La fin des travaux est prévue dans deux semaines, a précisé avec enthousiasme le ministre, également secrétaire général du Parti de l’Istiqlal.

« Il s’agit d’une demande des habitants de la province d’Es-Smara datant de 2018. Cette route permettra de renforcer la dynamique économique et d’ouvrir de nouvelles perspectives pour la province », a-t-il ajouté.

Le ministre a également indiqué que «  le travail se poursuivra avec les autorités mauritaniennes afin de convenir d’un délai pour ouvrir ce passage au moment opportun ».

Mobilisant un budget de près de 50 millions de DH, cette route de 93 km vise à améliorer la connectivité, la sécurité et le confort des usagers.

D’une importance stratégique, elle servira de pont logistique reliant le Maroc, la Mauritanie et d’autres pays africains tels que le Mali, le Niger et le Burkina Faso, contribuant ainsi à l’essor économique au niveau régional et continental.

Selon nos informations, il s’agit d’une belle route à double voie ayant une allure de voie express.

Sahara marocain : pour les Comores, le plan d’autonomie est la solution « la plus fiable et crédible »

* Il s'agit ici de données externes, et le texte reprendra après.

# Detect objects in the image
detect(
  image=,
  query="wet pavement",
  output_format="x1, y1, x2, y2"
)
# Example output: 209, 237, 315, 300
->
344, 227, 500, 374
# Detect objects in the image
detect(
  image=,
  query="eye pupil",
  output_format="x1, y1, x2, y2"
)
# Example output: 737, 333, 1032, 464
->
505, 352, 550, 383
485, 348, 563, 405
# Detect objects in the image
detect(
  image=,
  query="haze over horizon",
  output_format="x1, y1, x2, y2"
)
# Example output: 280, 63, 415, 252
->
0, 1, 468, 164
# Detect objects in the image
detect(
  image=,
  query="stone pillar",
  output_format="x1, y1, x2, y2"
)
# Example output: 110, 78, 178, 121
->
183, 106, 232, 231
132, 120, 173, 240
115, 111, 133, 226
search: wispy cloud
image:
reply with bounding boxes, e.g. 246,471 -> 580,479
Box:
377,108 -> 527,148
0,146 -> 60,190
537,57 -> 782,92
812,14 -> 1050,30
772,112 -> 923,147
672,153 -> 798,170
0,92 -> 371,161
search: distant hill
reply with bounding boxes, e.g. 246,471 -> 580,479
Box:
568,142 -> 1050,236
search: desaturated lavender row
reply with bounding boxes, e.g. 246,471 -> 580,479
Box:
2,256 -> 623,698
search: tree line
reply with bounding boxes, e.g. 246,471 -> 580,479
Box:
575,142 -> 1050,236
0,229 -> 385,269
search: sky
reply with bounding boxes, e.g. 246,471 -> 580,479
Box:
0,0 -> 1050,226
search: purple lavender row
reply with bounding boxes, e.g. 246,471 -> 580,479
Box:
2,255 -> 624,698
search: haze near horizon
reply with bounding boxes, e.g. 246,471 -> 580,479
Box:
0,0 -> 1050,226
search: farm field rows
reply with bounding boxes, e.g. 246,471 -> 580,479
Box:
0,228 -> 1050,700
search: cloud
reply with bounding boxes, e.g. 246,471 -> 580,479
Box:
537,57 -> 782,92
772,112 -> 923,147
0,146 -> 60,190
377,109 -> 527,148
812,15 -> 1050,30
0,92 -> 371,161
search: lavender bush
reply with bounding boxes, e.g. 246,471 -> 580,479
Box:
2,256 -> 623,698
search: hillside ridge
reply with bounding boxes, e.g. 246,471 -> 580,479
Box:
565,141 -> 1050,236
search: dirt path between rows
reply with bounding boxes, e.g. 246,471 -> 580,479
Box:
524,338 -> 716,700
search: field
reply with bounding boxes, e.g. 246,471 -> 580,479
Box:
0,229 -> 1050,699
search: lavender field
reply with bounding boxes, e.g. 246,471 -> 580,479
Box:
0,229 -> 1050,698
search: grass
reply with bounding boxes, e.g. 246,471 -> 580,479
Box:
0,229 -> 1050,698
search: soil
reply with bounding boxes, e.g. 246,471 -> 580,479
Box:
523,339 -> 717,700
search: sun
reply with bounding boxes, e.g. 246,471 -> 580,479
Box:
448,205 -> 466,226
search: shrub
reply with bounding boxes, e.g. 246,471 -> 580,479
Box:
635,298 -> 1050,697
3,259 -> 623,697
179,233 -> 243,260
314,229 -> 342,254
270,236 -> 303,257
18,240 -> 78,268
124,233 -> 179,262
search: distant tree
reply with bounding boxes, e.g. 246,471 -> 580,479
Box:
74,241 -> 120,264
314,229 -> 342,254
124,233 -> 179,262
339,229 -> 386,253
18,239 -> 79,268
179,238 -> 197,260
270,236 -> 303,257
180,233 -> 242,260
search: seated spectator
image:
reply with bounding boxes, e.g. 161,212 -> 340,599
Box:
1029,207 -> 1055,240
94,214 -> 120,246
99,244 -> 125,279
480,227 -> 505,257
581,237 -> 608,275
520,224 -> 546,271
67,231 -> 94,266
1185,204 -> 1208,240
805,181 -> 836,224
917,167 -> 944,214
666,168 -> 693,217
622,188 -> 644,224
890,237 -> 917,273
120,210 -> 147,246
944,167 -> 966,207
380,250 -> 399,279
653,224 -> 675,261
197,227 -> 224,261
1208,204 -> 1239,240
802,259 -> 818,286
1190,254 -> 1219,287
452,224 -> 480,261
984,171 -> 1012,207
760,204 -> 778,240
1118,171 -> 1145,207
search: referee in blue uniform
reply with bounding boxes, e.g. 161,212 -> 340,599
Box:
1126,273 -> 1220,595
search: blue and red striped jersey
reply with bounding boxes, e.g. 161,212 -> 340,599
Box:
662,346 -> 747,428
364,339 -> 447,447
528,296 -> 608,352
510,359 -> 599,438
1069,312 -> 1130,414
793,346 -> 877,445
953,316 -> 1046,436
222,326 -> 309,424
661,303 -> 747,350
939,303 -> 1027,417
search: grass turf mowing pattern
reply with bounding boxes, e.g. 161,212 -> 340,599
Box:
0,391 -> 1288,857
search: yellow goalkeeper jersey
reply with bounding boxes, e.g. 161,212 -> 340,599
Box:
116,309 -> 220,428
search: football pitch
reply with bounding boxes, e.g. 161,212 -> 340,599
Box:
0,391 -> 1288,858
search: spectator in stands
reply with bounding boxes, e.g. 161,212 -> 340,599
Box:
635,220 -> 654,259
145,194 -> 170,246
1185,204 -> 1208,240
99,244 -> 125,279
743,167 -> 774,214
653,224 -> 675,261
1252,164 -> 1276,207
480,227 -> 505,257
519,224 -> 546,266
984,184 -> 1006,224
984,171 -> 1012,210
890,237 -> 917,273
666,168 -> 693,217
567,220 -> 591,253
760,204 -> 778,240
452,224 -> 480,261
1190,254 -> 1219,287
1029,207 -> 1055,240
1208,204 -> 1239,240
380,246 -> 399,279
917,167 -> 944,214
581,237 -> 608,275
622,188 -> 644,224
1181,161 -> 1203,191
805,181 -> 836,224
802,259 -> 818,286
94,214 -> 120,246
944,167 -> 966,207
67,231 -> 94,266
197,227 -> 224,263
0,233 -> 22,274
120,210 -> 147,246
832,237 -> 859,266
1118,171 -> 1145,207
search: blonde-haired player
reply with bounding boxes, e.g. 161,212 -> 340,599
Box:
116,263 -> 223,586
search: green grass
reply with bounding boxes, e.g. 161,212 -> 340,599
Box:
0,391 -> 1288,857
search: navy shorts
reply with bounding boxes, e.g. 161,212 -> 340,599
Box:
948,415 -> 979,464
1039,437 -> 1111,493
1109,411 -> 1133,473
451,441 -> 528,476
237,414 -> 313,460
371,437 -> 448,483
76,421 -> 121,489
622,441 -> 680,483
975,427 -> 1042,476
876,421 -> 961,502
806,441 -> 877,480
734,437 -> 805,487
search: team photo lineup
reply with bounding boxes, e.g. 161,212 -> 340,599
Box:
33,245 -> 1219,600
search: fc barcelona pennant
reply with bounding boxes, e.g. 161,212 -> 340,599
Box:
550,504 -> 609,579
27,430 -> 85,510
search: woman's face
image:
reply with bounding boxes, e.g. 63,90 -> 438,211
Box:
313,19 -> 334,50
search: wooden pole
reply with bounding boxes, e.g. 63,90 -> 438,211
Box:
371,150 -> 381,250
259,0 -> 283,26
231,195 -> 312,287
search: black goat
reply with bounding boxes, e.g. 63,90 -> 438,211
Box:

Cette position a été réaffirmée par le ministre des Affaires étrangères et de la coopération internationale de l’Union des Comores, Mbae Mohamed, lors de son entretien, ce lundi 23 juin à Rabat, avec son homologue marocain, Nasser Bourita.

Porteur d’un message du président comorien Azali Assoumani au Roi Mohammed VI, Mbae Mohamed a affirmé que le plan d’autonomie proposé par le Maroc est considéré par l’Union des Comores comme « la solution la plus fiable et crédible pour parvenir à une solution politique négociée » au différend autour du Sahara.

Cette rencontre a permis aux deux ministres d’échanger sur les divers domaines de coopération bilatérale et les questions d’intérêt commun.